A: The killing of Ayatollah Khamenei was historically unprecedented. He had been the supreme authority in Iran since 1989 and was the central figure holding together the Islamic Republic’s governing structures. His death created an immediate succession crisis and raised fundamental questions about the future of Iran’s political system, including whether power would shift toward the IRGC, the Assembly of Experts, or produce a period of internal conflict.
Why did Iran retaliate against Gulf states that did not participate in the strike?
A: Iran targeted American military installations located in the UAE, Qatar, Kuwait, Bahrain, and Saudi Arabia because these countries host U.S. forces whose infrastructure was used to support or enable the operation. From Iran’s strategic perspective, states that host hostile military forces are considered complicit in attacks launched from their territory. This significantly widened the conflict and strained Iran’s relationships with its immediate neighbours.
Could diplomacy still have worked in early 2026?
A: Reports from Omani mediators suggest that progress had been made in the Geneva talks, with Iran reportedly agreeing to conditions including zero uranium stockpiling and full IAEA access. Whether these agreements would have been honoured or successfully concluded is now a matter of historical speculation. The decision to proceed with the military operation rather than allow the negotiating process to conclude was, and remains, one of the most debated aspects of the affair.

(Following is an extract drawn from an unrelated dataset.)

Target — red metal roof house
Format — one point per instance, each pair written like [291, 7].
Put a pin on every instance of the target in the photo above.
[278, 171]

How does this compare to Israel’s 1981 strike on Iraq’s Osirak reactor?
A: Israel’s Operation Opera in 1981 destroyed Iraq’s Osirak nuclear reactor in a surprise air strike. Like the 2026 operation, it was conducted without UN authorisation and justified as preventive self-defence. However, Iraq subsequently reconstituted and even expanded its nuclear weapons programme following the strike, which was only fully dismantled after the 1991 Gulf War. This historical precedent raises important questions about whether military strikes can permanently eliminate nuclear ambitions or merely defer them.